In the meantime, however, the focus is both on bringing interesting international art to Norway and on showcasing Norway’s artistic strength on the global stage. Perhaps the best example of what international artists can bring to a local art scene is back at the main building of Trondheim Kunstmuseum, where ‘Martin Tebus – Collection’ spreads across the remaining galleries (until 28 March). Unlike so many examples of institutions simply importing the much-travelled crowd-pleasers of international ‘big names’, here there has been genuine engagement on the part of the Swedish artist, who presents his own work ‘in dialogue’ with art from the collection. It certainly demonstrates far more imagination and sensitivity than the Grayson Perry ego-trip at the British Museum back in 2011–12.

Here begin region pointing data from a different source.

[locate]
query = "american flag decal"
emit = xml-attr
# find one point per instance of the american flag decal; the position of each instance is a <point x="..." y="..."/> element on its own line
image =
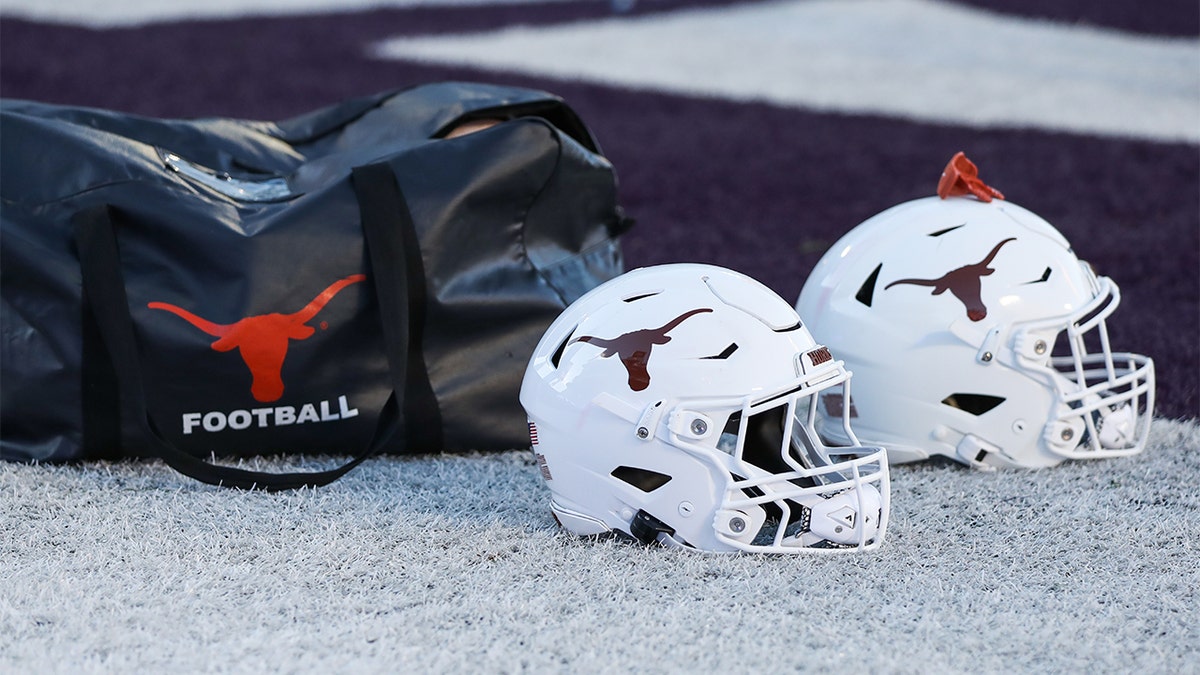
<point x="820" y="356"/>
<point x="544" y="467"/>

This is the largest presentation of the Kunstmuseum’s collection in its 150-year history and includes work by the likes of Goya, Hokusai, Munch, and Picasso. Tebus has responded directly to the collection by hand-colouring black-and-white cut-outs from old museum catalogues. He has also curated the exhibition with real flair: by dividing the collection into 18 unexpected themes (like Hiking, Food in Context, Interiors and How to Use Them, and the amusingly brilliant Cow Parade), Tebus creates unusual groupings that transcend art-historical periods without the need for elaborate theorising. In fact, wall text is non-existent: visitors can see the parallels for themselves; what they mean is up to them. In Full Moon in Motion, the rise and fall of the moon across multiple paintings hung along the length of a narrow corridor is a visual triumph. Meanwhile, there’s a neat moment in the small Open Studios room. We see a sculptor modelling a bust in the presence of his model. It has been drawn by Picasso, then copied and hung by Tebus: a mis-en-abyme of artists responding to the work of their predecessors, back through the ages of art history.
If the Lorck Schive art prize can help to highlight and encourage such work, then Trondheim is set to become an increasingly important city on the international art map.